The market for pulse protein and other ingredients is definitely there, said Chivilo, who started his business with wife Tracey by cleaning and selling peas for local farmers. They now have eight processing facilities and 55 employees.
His new facility at Bowden would employ a process called wet fractioning to extract proteins and starches from pulses, and would process up to 35,000 tonnes of peas yearly.
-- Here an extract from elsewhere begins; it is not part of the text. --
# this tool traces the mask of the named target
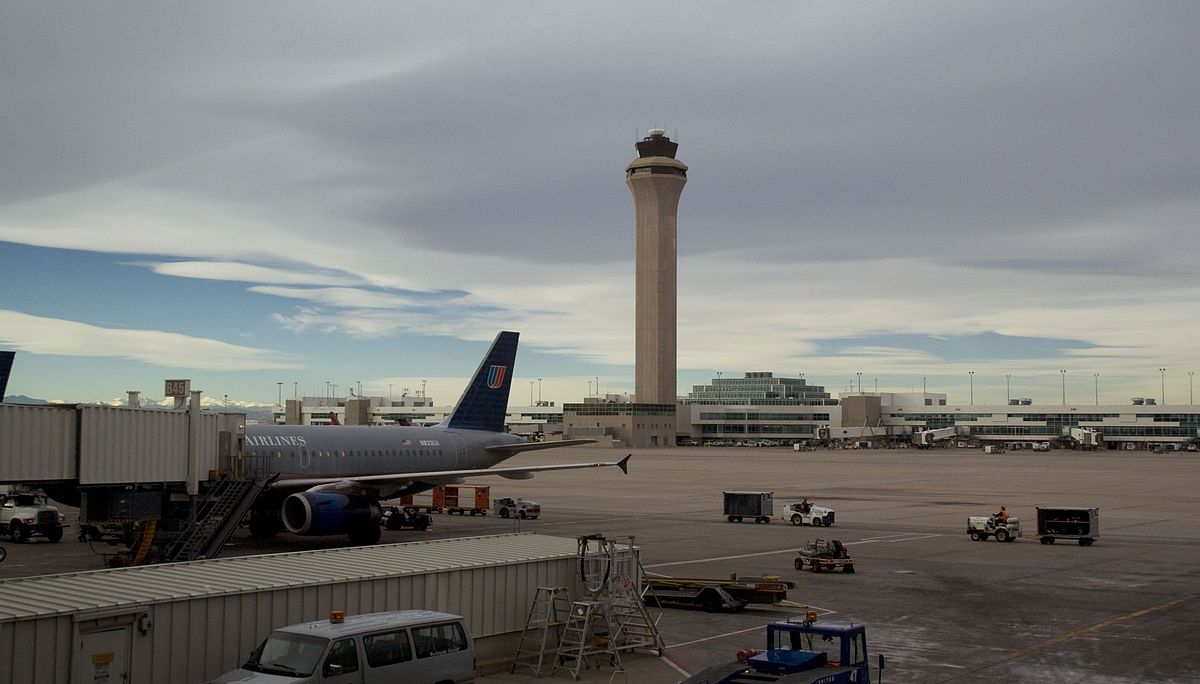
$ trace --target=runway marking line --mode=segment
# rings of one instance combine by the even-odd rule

Chivilo already has customers lined up to buy everything he can produce and he, too, expects the market to keep expanding for several years.
“If the trend continues — and we think it will — demand won’t be an issue.”
But eventually supply will catch up, he said.
“At some point, we’ll hit saturation,” said Chivilo. “I don’t think it’s going to happen for another eight or nine years, so it’s a matter of getting up and running and creating a profitable business model before that happens.”
And the clock is ticking.
“The opportunity only exists for so long,” said Brewin. “If we don’t get into this sooner rather than later, we will be standing on the shore, watching the ship sail by, wondering why we can only sell our pulses to the export market as commodities.
“Right now, the demand curve is tremendously steep, so this isn’t going to happen any time soon. There’s still time, but we can’t continue to talk about it and not have any action. We need to make a move.”